Incomodou inicialmente os juízes da Corregedoria Nacional o fato de as três associações de magistrados (AMB, Anamatra e Ajufe) terem alegado no mandado de segurança impetrado no Supremo Tribunal Federal que o CNJ havia determinado a quebra do sigilo bancário e fiscal de 217 mil pessoas, entre magistrados, servidores e familiares. Auxiliares da ministra afirmam que esse número não é verdadeiro e citam como exemplo as investigações no Tribunal de Justiça do Estado de São Paulo, o maior do país, que não atingiriam cem pessoas. Entendem que o número mencionado assusta a magistratura e atinge, principalmente, os juízes honestos -- a grande maioria do Judiciário.

Na interpretação de assessores da ministra, a articulação que resultou no mandado de segurança tem origem no TJ-SP, considerado o "centro da reação" à atividade de fiscalização do CNJ, desde a gestão do ministro Gilson Dipp como corregedor nacional; alegam que medidas semelhantes já haviam sido adotadas em outros tribunais estaduais, sem provocar resistência igual.

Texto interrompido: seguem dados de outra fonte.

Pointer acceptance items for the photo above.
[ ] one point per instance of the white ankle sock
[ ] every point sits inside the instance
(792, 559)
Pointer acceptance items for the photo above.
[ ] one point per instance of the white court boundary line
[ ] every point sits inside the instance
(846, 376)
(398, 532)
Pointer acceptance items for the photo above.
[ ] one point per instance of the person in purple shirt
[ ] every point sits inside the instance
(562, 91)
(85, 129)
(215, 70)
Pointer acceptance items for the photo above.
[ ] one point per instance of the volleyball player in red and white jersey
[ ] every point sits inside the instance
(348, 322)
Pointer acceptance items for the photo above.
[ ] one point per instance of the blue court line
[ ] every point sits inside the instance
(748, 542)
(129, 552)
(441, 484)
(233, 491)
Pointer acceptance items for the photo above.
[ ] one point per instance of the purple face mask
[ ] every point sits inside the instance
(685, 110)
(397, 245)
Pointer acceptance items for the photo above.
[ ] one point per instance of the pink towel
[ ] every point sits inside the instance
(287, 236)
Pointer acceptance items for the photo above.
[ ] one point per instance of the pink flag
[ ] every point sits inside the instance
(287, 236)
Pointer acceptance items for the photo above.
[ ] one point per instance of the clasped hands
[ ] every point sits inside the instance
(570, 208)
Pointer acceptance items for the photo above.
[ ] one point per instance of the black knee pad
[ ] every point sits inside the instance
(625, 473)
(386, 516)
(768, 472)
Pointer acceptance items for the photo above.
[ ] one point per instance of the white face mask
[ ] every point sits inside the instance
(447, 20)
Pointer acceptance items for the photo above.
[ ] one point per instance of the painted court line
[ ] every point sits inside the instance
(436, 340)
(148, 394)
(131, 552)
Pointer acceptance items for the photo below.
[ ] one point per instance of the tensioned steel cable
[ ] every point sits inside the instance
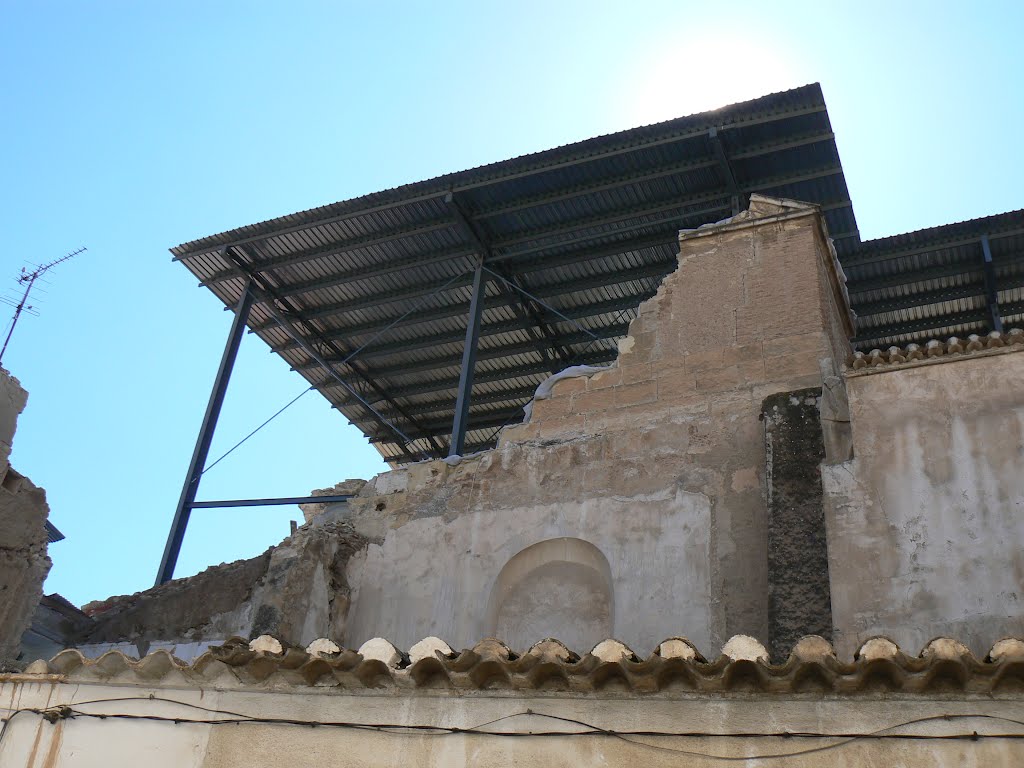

Eliana Calmon pretendia manter o silêncio durante todo o recesso, aguardando a decisão do plenário do STF, em fevereiro, quando a ação movida pela Associação dos Magistrados Brasileiros deverá ser colocada em julgamento.

Decidiu conceder a entrevista coletiva nesta quinta-feira, depois da leitura das notas oficiais emitidas pelos ministros do STF e pelos dirigentes das entidades de magistrados que questionam sua atuação na corregedoria.